Zur Situation: Derzeit vegetieren noch etwa 100 Millionen Brasilianer in ärztlich vernachlässigten Regionen. Das Riesenland verfügt derzeit nur über 1,8 eigene Ärzte auf jeweils 1000 Einwohner. Demgegenüber beträgt die Versorgungsdichte in den USA 2,4, in Argentinien 3,2 und in Spanien 4,0 : 1000, während sich Kuba mit 6,7 (!) den ersten Rang nicht nur auf dem amerikanischen Doppelkontinent erobert hat. Derzeit sind 40 000 Mitarbeiter des kubanischen Gesundheitswesens in 58 Ländern tätig.

Brasiliens Regierung vergütet den Einsatz der kubanischen Ärzte, Schwestern, Pfleger und Medizintechniker nach in der Branche üblichen Tarifen.
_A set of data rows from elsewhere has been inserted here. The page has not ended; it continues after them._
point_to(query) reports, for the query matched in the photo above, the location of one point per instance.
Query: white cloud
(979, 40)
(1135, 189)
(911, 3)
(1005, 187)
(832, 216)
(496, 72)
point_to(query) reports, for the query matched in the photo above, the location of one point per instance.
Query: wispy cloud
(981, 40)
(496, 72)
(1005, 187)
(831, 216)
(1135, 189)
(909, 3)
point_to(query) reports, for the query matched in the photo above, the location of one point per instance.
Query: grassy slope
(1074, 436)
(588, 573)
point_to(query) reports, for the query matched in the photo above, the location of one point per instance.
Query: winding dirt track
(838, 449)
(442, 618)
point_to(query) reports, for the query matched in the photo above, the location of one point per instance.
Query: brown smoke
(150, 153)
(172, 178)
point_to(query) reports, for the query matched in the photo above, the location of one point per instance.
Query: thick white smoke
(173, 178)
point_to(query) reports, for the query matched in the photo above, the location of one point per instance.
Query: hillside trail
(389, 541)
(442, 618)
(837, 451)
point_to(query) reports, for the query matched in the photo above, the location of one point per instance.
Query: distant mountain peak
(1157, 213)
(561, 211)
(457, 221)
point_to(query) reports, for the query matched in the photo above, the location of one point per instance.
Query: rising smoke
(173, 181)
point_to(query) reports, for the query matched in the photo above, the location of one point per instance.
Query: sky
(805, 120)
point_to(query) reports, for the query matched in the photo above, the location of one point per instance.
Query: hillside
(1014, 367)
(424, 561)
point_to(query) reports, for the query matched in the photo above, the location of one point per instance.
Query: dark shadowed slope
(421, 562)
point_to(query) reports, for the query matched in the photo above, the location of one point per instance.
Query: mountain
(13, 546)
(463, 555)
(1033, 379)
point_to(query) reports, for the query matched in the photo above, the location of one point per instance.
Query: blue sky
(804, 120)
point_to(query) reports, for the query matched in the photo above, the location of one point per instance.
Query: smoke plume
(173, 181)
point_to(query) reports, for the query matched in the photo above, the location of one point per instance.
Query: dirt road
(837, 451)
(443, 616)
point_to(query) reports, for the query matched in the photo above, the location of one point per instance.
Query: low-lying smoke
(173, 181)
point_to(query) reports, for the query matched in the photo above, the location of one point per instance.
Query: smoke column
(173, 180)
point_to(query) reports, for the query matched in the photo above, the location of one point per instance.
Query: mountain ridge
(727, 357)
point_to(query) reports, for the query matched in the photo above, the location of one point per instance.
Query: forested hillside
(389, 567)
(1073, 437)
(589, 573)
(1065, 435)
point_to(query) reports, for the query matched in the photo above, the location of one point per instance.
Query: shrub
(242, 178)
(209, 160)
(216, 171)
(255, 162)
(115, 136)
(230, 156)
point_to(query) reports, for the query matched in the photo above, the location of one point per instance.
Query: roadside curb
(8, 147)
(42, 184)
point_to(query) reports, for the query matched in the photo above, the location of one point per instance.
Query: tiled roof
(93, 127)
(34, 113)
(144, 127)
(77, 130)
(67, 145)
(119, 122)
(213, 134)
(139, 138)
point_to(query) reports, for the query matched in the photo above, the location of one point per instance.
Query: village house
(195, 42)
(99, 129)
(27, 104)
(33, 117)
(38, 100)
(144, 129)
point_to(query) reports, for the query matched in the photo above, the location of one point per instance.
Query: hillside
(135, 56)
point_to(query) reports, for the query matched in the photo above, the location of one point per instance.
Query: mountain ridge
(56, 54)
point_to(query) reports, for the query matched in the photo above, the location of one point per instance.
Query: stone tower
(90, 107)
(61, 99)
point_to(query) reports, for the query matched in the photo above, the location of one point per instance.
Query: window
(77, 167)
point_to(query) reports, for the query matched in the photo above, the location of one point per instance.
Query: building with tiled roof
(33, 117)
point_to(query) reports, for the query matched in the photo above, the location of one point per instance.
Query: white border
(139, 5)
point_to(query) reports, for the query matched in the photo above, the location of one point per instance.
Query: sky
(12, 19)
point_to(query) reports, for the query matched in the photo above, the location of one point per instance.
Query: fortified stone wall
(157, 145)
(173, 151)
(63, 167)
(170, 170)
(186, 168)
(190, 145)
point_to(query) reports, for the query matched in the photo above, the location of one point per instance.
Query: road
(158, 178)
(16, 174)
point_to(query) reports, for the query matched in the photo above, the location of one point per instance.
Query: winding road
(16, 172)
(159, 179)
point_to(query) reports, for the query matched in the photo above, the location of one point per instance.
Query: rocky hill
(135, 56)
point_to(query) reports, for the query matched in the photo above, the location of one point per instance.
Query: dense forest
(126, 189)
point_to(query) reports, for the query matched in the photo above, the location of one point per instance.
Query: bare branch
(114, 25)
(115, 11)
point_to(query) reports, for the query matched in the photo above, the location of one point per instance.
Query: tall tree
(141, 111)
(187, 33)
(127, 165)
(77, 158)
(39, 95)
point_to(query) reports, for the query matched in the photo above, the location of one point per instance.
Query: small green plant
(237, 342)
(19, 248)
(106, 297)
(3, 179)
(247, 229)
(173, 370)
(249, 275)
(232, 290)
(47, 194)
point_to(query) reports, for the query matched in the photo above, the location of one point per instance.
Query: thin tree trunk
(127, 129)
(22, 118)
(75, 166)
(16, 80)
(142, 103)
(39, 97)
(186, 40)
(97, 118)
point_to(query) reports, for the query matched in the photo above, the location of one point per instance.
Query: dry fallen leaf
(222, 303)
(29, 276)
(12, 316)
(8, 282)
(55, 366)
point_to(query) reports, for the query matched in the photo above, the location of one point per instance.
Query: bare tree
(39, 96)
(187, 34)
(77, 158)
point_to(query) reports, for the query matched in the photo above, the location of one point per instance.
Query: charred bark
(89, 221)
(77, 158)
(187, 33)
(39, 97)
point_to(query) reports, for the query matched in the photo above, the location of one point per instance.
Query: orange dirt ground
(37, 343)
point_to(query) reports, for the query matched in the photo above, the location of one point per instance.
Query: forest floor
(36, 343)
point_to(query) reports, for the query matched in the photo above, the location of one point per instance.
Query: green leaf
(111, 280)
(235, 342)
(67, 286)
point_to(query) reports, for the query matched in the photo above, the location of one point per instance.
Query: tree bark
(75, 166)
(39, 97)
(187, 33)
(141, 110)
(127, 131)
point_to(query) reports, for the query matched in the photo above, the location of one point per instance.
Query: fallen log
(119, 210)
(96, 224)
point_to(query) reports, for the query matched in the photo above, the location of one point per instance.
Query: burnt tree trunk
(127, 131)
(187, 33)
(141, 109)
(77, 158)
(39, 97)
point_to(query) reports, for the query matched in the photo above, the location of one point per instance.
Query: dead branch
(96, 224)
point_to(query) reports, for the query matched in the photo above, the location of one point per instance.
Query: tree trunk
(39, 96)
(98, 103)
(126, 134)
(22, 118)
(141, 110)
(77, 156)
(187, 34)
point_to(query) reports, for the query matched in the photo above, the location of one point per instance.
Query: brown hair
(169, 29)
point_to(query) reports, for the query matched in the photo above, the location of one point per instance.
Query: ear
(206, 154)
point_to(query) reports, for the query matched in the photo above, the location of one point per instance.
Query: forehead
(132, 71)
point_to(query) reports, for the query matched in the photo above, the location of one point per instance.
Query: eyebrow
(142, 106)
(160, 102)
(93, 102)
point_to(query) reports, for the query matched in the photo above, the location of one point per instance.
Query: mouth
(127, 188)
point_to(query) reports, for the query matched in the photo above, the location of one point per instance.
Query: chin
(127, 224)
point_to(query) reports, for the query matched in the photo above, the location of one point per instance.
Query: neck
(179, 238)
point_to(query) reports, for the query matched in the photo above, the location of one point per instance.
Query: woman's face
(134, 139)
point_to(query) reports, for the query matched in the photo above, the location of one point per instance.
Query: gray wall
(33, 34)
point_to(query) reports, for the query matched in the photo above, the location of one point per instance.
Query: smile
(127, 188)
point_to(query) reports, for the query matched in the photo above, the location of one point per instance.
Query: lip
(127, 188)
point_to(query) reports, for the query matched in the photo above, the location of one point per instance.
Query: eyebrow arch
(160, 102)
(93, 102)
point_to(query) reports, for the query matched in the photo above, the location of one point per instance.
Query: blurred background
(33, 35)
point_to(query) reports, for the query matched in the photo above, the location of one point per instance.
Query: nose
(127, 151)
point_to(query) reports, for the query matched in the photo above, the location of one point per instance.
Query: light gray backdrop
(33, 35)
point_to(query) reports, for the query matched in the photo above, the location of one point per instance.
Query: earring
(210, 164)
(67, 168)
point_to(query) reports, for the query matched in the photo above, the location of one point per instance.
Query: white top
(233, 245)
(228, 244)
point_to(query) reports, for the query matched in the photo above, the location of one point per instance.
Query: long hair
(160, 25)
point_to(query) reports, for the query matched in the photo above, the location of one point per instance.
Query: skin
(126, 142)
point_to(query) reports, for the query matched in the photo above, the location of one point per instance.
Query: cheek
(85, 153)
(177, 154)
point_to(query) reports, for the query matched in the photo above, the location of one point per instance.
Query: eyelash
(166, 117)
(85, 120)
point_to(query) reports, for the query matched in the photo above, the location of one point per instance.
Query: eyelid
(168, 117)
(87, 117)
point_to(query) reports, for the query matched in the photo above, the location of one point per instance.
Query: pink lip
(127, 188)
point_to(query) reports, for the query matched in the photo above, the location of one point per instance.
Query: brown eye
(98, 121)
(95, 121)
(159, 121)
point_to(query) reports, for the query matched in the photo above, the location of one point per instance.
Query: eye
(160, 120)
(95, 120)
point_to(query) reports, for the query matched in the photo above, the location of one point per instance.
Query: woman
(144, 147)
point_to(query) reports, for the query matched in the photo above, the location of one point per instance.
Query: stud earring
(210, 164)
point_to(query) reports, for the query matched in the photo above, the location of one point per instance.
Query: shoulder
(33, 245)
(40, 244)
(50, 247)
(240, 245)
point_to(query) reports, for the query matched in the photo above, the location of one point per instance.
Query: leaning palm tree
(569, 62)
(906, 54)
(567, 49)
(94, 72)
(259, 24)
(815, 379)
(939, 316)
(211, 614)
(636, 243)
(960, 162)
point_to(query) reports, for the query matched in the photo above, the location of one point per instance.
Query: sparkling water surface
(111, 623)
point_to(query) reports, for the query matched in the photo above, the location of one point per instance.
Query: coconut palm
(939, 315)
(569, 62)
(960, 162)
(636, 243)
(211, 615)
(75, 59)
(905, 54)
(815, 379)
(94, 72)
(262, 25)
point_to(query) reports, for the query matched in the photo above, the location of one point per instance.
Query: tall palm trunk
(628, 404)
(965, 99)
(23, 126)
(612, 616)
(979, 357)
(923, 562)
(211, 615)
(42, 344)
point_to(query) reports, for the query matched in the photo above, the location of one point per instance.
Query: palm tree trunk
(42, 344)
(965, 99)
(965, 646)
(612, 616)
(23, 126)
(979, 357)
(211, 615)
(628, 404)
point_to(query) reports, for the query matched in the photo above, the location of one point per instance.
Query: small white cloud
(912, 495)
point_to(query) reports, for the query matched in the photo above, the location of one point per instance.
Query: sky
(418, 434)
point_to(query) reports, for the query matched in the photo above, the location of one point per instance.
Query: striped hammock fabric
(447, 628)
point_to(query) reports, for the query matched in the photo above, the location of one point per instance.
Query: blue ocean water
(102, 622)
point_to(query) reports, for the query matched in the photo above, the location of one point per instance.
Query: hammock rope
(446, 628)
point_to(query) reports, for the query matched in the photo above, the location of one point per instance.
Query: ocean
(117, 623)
Für jeden der Doctores von der Insel erhält Havanna im Monat 4000 Dollar. Den Ärzten wird ein monatlicher Betrag von 1245 US-Dollar zuerkannt, von denen sie 1000 Dollar sofort erhalten, während der kubanische Staat den restlichen Betrag auf heimischen Banken für sie deponiert. Den größeren Teil der bereitgestellten Summe bilden demnach staatliche Deviseneinnahmen, wobei den beteiligten Medizinern eine für die Verhältnisse ihres Landes recht hohe Summe zur Verfügung steht.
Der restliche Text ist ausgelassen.